We will be heard!



When I finished my ‘O’ level some 15 years ago, there are people I thought I would never meet again in life. Thanks for Facebook, I have reconnected with these long-lost friends. I have come to see their spouses and children and sometimes i even know what they are having for dinner. I can chat to these people in real time, while I sit in the comfort of my home. I do not need to go to the post office to buy stamps so that i can post a letter to them.



When i have to drive to an area I do not know, i do not have to sweat with fear of getting lost. At the click of a button, i can access Google Maps and get directions to my destination. Gone are the days when men alone where expected to read newspapers and have 'intelligent' discussions amongst themselves. Now women can access interactive news sites online and make their own contributions and men are fast realizing that we are not just pretty faces. Search engines such as Yahoo! and Google have given women access to information on how other women on the planet are fighting stereotypes and other problems women encounter around the world. For me these are very exciting aspects of Web 2.0.



Web 2.0 has done away with the unwritten rule that women, like children, should just be seen and not heard. Now women's voices are rising throughout the world because of platforms such World Pulse. I am always overwhelmed with pride when I read journal entries of sisters who confess that their English is poor because it is not their first language or because they did not get a proper education. What impresses me is these women are undeterred, they insist on being heard! Other media like TV, radio and newspapers would prefer to speak to the learned and well-spoken ones, but Web 2.0 gives global women the power to claim their place under the sun and the right to be heard, regardless of educational background.

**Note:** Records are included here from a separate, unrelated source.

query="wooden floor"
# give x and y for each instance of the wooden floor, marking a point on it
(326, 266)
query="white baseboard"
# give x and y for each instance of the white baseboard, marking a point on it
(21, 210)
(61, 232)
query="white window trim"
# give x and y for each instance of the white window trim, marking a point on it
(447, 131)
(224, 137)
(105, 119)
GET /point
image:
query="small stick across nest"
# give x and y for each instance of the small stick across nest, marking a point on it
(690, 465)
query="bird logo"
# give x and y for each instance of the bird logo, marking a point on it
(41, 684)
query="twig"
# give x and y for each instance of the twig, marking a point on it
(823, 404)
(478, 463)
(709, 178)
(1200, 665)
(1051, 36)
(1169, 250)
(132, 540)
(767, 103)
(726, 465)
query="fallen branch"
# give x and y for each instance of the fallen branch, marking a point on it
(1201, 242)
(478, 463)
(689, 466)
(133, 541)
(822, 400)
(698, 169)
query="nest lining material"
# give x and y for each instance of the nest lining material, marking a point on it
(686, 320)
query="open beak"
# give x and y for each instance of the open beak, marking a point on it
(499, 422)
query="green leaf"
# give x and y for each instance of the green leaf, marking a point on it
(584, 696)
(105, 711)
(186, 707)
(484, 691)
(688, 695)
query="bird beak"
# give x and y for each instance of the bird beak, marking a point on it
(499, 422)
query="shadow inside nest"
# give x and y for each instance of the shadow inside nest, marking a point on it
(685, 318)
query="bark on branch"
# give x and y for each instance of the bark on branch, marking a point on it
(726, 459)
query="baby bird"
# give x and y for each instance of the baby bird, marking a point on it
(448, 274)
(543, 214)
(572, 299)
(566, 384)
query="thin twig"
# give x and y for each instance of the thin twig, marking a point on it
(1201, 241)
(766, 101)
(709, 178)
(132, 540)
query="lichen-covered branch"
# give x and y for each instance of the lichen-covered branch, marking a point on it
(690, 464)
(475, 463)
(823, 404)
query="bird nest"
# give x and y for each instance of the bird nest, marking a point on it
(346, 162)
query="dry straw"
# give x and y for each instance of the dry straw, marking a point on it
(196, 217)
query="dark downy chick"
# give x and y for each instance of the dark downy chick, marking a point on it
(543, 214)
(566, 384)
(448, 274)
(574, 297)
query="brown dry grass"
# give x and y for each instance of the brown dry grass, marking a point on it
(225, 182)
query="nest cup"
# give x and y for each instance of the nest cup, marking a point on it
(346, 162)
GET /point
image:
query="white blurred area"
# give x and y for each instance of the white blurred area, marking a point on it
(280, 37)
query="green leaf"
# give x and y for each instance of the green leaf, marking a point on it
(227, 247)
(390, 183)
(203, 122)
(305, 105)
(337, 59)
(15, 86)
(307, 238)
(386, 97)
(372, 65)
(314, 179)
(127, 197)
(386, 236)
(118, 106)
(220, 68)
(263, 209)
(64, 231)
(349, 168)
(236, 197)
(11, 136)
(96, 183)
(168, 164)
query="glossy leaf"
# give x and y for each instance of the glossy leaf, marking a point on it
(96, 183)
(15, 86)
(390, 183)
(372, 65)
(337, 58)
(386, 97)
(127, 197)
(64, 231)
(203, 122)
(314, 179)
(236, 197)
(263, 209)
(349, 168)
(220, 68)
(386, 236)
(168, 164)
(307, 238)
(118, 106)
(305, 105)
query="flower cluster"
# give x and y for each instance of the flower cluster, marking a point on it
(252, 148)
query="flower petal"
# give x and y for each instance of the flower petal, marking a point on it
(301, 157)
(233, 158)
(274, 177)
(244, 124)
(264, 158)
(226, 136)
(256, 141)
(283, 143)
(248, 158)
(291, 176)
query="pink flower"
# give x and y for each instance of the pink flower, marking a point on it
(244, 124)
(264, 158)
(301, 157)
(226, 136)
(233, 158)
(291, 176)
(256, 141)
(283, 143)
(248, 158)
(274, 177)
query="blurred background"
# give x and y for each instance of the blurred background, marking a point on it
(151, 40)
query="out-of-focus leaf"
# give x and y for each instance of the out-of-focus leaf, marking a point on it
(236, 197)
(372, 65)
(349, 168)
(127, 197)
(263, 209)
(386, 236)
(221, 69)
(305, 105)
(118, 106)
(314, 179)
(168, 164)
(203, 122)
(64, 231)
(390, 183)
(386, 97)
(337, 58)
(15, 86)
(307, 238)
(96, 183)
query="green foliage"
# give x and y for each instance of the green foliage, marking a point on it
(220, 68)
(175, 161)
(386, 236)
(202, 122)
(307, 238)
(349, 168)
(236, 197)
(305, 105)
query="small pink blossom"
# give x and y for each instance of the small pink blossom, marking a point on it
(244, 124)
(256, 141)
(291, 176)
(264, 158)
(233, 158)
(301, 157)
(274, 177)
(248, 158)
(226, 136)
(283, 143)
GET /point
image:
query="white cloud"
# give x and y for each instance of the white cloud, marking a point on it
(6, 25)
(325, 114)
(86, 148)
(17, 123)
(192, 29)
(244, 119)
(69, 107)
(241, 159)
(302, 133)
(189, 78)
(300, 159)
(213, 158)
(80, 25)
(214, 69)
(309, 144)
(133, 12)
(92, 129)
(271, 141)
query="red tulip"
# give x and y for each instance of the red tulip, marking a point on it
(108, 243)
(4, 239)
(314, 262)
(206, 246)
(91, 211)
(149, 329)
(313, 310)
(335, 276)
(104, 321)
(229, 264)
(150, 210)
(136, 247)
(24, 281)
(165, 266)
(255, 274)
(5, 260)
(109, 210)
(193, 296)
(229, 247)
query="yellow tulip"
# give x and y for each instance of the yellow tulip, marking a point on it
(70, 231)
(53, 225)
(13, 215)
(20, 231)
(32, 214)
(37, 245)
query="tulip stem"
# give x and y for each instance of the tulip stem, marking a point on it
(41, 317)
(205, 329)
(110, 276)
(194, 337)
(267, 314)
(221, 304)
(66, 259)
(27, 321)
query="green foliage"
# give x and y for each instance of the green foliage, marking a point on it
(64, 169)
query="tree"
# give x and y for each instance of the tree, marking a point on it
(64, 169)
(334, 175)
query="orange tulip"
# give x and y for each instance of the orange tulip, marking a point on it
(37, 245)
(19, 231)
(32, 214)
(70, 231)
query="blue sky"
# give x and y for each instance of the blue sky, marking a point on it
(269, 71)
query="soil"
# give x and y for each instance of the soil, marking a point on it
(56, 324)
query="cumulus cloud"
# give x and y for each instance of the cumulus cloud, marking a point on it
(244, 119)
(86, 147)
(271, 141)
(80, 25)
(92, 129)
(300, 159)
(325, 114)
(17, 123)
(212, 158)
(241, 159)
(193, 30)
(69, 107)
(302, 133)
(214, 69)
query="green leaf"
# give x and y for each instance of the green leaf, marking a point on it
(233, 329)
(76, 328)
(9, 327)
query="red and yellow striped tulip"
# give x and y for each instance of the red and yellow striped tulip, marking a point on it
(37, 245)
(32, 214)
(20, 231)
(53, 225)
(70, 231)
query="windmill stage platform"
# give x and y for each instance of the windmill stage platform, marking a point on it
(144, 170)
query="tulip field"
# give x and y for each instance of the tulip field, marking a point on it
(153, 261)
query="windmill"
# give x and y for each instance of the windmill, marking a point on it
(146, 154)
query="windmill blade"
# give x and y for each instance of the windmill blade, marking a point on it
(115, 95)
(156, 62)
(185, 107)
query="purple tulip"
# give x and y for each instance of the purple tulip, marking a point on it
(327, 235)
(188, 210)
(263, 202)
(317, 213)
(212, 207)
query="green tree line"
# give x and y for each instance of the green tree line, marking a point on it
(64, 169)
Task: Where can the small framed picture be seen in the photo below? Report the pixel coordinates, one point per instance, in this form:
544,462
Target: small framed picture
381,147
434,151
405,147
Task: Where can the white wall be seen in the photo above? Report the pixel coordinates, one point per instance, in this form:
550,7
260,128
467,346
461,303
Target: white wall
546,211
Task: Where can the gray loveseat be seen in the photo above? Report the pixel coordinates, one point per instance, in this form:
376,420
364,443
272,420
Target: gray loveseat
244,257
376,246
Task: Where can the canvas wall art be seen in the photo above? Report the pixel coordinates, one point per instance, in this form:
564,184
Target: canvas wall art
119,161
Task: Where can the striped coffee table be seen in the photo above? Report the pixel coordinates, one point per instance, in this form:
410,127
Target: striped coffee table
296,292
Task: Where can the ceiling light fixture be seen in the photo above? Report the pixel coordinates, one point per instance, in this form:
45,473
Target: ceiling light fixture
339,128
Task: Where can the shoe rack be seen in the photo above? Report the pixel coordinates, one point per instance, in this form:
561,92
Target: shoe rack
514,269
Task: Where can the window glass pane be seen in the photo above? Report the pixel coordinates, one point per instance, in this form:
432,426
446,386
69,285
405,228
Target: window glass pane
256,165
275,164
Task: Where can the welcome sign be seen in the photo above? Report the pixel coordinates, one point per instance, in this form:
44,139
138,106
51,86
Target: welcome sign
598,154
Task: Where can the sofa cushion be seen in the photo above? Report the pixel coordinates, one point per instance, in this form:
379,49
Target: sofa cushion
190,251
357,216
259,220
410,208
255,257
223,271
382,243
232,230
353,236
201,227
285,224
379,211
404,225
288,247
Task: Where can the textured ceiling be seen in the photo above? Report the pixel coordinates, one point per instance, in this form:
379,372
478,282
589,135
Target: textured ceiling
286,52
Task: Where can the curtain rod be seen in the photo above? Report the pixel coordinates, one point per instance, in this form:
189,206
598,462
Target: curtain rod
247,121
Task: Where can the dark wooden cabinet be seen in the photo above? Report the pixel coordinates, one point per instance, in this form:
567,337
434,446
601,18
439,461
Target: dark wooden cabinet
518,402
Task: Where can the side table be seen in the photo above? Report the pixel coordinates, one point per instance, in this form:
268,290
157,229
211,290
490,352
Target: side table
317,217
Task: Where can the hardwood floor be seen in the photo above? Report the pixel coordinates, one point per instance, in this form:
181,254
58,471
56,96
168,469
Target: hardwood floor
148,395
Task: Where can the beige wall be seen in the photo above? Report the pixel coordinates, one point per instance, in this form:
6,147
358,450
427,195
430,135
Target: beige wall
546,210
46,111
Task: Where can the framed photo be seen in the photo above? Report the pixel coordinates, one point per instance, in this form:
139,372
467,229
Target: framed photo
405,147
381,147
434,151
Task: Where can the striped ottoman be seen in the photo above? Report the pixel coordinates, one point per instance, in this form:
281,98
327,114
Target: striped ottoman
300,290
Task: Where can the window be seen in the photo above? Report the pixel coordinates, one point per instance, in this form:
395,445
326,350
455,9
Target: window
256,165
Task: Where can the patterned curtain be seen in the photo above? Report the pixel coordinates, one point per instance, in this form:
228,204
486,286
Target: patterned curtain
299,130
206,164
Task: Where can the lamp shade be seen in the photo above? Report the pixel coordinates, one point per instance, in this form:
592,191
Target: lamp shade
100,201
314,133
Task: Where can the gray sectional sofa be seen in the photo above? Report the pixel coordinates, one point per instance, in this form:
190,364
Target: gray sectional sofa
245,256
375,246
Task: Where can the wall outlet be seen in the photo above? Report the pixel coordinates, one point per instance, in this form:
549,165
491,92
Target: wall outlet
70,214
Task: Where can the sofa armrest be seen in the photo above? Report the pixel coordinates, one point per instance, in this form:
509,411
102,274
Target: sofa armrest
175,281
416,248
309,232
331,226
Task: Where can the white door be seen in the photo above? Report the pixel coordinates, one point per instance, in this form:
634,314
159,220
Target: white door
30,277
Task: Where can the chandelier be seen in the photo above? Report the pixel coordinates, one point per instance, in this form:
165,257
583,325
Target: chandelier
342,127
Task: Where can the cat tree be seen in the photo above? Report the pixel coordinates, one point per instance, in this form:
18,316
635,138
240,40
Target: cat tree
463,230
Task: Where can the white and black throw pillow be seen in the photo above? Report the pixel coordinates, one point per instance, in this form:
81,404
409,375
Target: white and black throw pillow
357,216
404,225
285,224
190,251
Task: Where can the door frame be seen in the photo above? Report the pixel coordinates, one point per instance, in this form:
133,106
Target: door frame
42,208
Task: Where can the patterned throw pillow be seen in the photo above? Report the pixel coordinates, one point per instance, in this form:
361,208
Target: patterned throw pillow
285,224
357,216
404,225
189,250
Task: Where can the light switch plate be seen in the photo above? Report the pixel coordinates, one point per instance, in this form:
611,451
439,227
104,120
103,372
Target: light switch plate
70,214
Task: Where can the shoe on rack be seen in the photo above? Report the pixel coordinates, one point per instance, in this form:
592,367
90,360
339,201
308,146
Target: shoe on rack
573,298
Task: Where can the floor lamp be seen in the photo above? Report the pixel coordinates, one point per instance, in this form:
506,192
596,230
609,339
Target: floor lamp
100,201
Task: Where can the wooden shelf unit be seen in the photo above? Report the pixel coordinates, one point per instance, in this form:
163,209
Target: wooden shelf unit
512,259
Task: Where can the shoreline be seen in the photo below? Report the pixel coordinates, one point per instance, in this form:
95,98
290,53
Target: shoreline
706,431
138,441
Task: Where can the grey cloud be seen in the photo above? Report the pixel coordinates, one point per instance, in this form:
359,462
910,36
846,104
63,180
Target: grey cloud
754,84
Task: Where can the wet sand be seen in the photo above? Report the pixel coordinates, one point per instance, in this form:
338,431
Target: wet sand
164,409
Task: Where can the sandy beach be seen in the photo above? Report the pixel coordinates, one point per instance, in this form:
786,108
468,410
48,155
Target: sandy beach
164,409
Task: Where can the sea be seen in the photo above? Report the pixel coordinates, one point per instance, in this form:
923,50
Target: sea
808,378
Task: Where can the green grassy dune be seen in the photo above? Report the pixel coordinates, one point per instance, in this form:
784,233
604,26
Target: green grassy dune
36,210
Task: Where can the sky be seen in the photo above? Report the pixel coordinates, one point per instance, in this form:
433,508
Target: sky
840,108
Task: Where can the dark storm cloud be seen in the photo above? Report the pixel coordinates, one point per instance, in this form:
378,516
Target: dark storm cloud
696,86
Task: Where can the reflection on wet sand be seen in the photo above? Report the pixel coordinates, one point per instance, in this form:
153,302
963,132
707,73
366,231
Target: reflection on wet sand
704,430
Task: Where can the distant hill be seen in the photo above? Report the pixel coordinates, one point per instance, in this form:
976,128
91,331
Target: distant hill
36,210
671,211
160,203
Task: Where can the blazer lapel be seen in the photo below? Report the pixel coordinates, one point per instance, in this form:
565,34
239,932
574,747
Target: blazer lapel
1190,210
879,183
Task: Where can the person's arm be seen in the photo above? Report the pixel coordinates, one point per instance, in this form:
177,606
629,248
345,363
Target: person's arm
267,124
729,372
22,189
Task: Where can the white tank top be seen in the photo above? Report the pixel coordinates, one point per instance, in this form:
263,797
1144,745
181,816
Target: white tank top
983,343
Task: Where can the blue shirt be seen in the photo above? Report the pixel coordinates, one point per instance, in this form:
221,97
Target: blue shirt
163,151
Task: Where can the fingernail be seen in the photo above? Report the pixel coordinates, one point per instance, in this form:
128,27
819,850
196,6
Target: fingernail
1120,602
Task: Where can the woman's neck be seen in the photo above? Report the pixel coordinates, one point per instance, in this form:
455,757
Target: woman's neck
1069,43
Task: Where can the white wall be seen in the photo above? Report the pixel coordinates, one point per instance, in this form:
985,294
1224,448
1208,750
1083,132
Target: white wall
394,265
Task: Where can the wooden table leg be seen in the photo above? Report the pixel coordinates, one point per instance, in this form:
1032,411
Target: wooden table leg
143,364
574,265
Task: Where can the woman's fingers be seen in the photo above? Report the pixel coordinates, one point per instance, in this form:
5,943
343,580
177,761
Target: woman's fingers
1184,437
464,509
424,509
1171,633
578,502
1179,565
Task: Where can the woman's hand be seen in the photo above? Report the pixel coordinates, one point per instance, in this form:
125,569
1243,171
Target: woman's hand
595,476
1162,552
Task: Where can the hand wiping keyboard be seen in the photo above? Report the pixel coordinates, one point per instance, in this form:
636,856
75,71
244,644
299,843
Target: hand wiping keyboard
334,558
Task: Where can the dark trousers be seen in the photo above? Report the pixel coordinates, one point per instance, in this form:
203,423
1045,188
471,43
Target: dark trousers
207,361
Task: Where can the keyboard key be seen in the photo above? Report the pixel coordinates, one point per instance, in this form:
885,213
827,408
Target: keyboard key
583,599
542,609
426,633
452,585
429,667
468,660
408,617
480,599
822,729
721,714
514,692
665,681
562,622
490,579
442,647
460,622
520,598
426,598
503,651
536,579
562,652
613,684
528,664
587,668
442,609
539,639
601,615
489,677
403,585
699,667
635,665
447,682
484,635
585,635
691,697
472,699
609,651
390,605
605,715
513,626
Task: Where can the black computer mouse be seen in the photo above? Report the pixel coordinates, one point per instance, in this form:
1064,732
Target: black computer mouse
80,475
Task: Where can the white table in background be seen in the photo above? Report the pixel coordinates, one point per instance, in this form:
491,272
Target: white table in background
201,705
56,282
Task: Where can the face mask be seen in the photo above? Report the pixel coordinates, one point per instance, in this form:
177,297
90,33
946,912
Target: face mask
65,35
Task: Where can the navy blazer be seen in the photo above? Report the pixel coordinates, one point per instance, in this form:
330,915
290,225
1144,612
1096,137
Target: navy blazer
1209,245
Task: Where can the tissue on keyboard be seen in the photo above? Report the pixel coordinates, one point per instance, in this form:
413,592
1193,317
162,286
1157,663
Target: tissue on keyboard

I believe that sometimes there is power in numbers. I recently had a personal crisis and was second-guessing myself. I decided to make journal entry on World Pulse just to get things off my chest and got responses from my online friends which made me more resolute.I would not know which newspaper or radio station to approach if I had something I needed published to a mass audience, but because of Web 2.0 I can write anything i want without fear of censorship. Nobody has to know my real name or see my face, but they will hear my voice. We have such paranoid governments on the African continent and people are terrorized for having divergent views. Web 2.0 has ensured that the basic human right of free speech is exercised without fear of persecution or prosecution under some dubious laws, and to me that is absolute liberation. Our chests do not need to burst with things unsaid anymore, Oh we will be heard!